A residential investment property is a real estate property which is not occupied by the owner. Acting as a landlord, the owner rents out the property to tenants, or contracts tenant management to a property management company. There are a number of different types of residential investment property, and many people are introduced to the world of real estate investing through such properties, gradually acquiring skills which allow them to invest in bigger projects and to explore other types of real estate investment options.
The most basic type of residential investment property is a single family dwelling which the landlord rents out. Other types can include multi-unit properties, which can include several freestanding structures on the same property, duplexes, townhouses, and other types of multiple unit arrangements. The largest residential investment properties are apartment complexes, including residential apartment towers which can hold hundreds of units.

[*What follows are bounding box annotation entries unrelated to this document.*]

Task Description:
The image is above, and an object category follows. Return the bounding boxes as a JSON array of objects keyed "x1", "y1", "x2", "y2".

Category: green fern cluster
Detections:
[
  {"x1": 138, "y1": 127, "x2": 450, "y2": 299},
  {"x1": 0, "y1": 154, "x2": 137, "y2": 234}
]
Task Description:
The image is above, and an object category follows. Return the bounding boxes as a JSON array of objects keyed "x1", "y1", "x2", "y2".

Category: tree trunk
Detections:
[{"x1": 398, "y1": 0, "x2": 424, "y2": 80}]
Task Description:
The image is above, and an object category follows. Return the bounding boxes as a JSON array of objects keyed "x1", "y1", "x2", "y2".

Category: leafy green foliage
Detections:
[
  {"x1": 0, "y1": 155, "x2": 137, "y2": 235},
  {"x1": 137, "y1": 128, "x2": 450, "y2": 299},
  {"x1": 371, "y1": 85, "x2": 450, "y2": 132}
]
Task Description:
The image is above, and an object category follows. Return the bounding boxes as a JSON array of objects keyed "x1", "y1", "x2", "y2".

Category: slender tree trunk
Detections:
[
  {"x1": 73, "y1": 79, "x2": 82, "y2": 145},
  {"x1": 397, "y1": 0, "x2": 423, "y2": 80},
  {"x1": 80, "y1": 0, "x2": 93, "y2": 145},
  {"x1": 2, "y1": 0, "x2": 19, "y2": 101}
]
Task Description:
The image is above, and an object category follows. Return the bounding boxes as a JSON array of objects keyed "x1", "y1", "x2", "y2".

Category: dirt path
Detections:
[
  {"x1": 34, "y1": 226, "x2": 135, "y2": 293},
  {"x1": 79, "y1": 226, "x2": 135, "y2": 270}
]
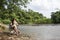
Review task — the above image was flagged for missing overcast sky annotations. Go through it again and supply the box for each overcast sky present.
[27,0,60,18]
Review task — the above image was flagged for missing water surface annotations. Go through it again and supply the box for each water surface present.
[19,24,60,40]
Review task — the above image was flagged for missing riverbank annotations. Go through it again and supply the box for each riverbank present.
[0,23,32,40]
[0,32,32,40]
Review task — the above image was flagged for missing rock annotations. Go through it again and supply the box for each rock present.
[0,32,32,40]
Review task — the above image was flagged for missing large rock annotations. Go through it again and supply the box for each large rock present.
[0,32,32,40]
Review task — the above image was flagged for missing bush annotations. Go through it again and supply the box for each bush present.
[2,19,10,24]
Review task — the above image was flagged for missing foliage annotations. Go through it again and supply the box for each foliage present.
[0,0,51,24]
[51,11,60,24]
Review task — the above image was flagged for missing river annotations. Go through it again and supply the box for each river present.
[19,24,60,40]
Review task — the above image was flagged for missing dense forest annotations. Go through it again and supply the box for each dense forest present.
[0,0,60,24]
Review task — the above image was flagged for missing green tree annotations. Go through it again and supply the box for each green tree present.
[51,11,60,24]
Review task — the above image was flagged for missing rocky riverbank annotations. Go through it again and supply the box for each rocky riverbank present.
[0,24,32,40]
[0,32,32,40]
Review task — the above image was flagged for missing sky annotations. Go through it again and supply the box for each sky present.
[27,0,60,18]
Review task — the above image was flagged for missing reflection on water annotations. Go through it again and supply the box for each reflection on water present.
[19,25,60,40]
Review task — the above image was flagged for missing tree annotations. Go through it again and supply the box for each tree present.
[51,11,60,24]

Managing a residential investment property can be a lot of work. In addition to finding and keeping reliable tenants, a landlord must also be involved in the maintenance of the property, responding to tenant complaints and providing routine maintenance which keeps the property in good shape. Landlords must also be concerned with servicing a mortgage, keeping property taxes current, and obtaining the appropriate insurance for their property.

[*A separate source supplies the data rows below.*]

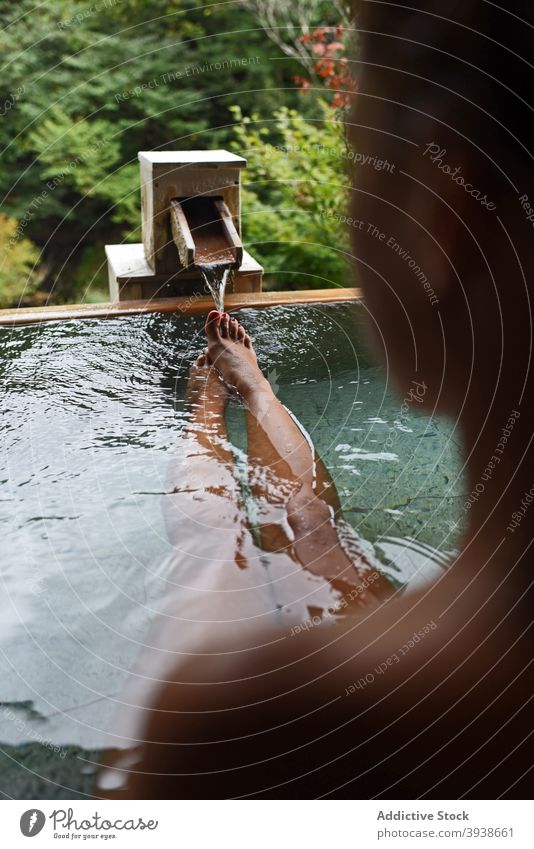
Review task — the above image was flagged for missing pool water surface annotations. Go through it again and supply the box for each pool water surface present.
[0,304,464,798]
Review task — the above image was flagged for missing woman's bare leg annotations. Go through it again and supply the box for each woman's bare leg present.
[206,311,390,604]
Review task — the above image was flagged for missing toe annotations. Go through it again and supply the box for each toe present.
[230,318,239,342]
[204,310,221,342]
[219,312,230,339]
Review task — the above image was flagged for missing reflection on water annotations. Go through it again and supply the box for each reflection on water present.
[0,305,462,795]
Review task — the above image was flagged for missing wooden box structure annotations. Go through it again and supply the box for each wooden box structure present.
[106,150,263,302]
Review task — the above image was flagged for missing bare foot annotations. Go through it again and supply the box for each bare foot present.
[205,310,272,399]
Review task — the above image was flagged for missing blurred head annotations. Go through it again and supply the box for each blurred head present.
[348,0,534,417]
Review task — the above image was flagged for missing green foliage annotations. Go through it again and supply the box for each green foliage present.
[232,102,349,289]
[0,215,39,309]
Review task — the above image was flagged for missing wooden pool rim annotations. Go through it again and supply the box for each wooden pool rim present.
[0,289,363,327]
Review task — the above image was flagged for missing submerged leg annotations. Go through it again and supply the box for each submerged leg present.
[206,312,390,604]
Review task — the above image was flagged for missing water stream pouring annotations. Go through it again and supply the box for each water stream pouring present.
[106,150,263,304]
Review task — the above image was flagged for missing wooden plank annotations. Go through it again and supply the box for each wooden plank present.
[215,198,243,268]
[0,289,363,327]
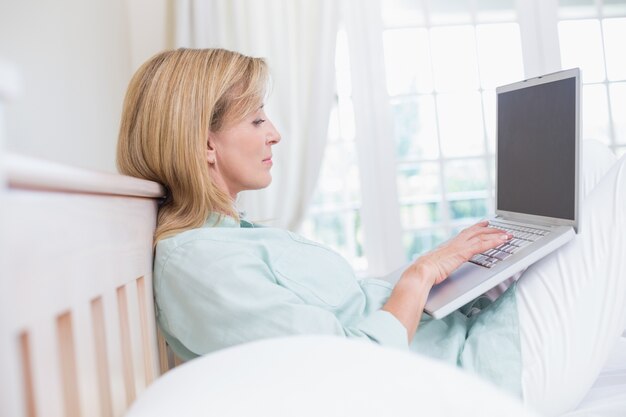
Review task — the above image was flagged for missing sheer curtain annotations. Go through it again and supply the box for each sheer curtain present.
[175,0,338,230]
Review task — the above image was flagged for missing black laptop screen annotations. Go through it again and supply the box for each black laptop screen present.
[497,77,577,220]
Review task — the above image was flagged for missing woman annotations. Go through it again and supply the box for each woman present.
[118,49,626,414]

The amount of income which can be generated from such a property varies, depending on whether or not it is mortgaged, the size and condition of the units, the area, and the landlord's abilities. Expenses associated with residential investment properties are considered writeoffs for tax purposes, just like the expenses associated with running any business. For example, when a landlord pays to have a house painted, hires a plumber to fix a backed up shower, or pays for the installation of landscaping at an apartment complex, these expenses are all writeoffs.
Purchasing residential investment property is a major commitment and it can be tricky to make good investment decisions. Landlords need to consider issues such as potential depreciation, development around the property, and socioeconomic shifts. A house may be in a very desirable area when a landlord buys it, but the community could change and the home could end up in a depressed neighborhood where it will be difficult to make a profit from the property, let alone meet the costs of the mortgage. This type of investment is also a lot of work; while tenants often bemoan their lazy landlords, landlords with a number of properties are often constantly on the go to deal with ongoing problems, routine maintenance, tenant turnover, and the myriad issues associated with property ownership.